Translation:Říká, že tě miluje.

October 1, 2017

9 Comments


https://www.duolingo.com/profile/magpie_gir

"Tě" must be always before verb?


https://www.duolingo.com/profile/AgnusOinas

Yes, the short (unstressed) pronoun must be before the verb (like every clitic - in the second position, where the first position is taken by the conjunction "že"). The long (stressed) pronoun would go after the verb: "Říká, že miluje tebe."

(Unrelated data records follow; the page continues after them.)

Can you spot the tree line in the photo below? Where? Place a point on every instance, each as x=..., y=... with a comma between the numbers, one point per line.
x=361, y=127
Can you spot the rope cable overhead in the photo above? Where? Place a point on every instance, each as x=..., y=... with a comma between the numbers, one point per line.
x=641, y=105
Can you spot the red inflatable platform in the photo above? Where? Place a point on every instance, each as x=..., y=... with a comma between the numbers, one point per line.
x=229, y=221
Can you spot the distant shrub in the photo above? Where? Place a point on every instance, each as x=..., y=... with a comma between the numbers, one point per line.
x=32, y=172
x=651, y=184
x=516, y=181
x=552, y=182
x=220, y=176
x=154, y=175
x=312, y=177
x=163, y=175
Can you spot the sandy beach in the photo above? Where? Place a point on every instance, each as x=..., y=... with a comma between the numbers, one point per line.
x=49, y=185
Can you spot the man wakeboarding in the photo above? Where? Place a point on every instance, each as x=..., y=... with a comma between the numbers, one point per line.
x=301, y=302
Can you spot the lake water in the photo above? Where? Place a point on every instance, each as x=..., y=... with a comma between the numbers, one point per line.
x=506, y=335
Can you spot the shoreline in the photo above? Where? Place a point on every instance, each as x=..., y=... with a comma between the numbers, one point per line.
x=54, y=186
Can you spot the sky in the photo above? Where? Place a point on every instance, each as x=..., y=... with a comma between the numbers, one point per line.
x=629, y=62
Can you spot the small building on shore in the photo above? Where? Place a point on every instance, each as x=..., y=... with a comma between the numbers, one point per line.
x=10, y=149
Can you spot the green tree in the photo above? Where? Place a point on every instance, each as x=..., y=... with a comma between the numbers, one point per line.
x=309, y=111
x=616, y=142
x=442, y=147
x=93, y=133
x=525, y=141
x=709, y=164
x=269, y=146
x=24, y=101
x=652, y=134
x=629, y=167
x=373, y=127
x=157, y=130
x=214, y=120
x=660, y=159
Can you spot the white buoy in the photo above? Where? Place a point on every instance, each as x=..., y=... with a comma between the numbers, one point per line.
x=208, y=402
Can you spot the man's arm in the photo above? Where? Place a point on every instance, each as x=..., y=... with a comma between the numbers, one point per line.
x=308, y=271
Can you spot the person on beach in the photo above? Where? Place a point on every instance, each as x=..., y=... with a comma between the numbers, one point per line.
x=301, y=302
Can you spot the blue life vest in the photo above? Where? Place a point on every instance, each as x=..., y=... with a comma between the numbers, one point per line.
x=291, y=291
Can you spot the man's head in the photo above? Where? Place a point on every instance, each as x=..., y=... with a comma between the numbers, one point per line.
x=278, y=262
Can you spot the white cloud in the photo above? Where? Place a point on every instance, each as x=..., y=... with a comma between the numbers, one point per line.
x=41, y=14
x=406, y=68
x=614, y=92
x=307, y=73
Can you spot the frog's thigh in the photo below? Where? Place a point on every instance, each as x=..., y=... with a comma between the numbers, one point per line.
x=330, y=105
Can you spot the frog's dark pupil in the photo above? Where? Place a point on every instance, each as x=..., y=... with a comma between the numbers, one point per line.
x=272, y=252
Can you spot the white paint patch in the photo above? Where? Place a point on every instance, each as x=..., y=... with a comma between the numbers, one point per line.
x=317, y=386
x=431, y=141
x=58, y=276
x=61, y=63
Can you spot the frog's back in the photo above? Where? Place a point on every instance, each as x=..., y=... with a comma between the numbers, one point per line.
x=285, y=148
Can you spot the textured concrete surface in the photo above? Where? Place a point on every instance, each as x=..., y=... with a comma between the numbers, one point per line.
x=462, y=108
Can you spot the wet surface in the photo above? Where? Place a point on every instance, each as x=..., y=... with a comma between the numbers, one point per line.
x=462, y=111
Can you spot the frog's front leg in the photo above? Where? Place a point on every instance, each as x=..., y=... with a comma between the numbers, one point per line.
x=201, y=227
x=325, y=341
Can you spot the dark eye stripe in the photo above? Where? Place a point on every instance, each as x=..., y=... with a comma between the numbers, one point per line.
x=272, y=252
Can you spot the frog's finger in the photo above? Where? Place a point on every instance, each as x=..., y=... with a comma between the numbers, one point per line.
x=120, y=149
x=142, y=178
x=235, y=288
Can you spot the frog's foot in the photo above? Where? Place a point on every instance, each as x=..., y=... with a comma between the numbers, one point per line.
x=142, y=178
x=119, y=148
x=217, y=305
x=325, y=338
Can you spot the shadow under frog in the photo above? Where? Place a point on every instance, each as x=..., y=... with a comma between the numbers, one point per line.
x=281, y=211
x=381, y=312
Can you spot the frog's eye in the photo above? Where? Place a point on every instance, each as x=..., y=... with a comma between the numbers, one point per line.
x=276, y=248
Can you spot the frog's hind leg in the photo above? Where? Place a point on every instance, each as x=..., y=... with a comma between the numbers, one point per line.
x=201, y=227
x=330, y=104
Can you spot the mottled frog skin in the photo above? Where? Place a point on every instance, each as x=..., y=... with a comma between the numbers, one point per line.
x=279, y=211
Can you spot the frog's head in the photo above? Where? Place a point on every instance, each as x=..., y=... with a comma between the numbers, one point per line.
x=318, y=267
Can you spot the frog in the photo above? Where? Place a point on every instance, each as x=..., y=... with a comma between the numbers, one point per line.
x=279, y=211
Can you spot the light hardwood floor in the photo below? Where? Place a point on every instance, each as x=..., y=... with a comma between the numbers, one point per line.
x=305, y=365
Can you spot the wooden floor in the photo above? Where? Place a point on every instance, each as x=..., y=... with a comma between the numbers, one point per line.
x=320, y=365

https://www.duolingo.com/profile/btopps

Does "On řiká že on tě miluje" not work?


https://www.duolingo.com/profile/endless_sleeper

It's possible but really unnatural. Most Czechs wouldn't use on in this sentence (well, maybe the first one, but the second one would still be omitted.)


https://www.duolingo.com/profile/KatharinaM882088

"on řiká, že miluje tebe" is not possible?


https://www.duolingo.com/profile/AgnusOinas

"Říká, že miluje tebe" stresses the "you" so a good way to translate that to English would be "He says it's you that he loves," or in speech you could say "He says he loves YOU!"

"Říká, že tě miluje" puts more emphasis on the "love" part - this is the main new information the speaker presents. "He says he loves you (maybe you thought he didn't)"

Also note that "říkat" has a long í (although the form with short i exists in some dialects).


https://www.duolingo.com/profile/Yuumax

Why is there a comma?


https://www.duolingo.com/profile/AgnusOinas

A lot of languages, including Czech, use commas to separate the main clause (He says) from the subordinate clause (he loves you).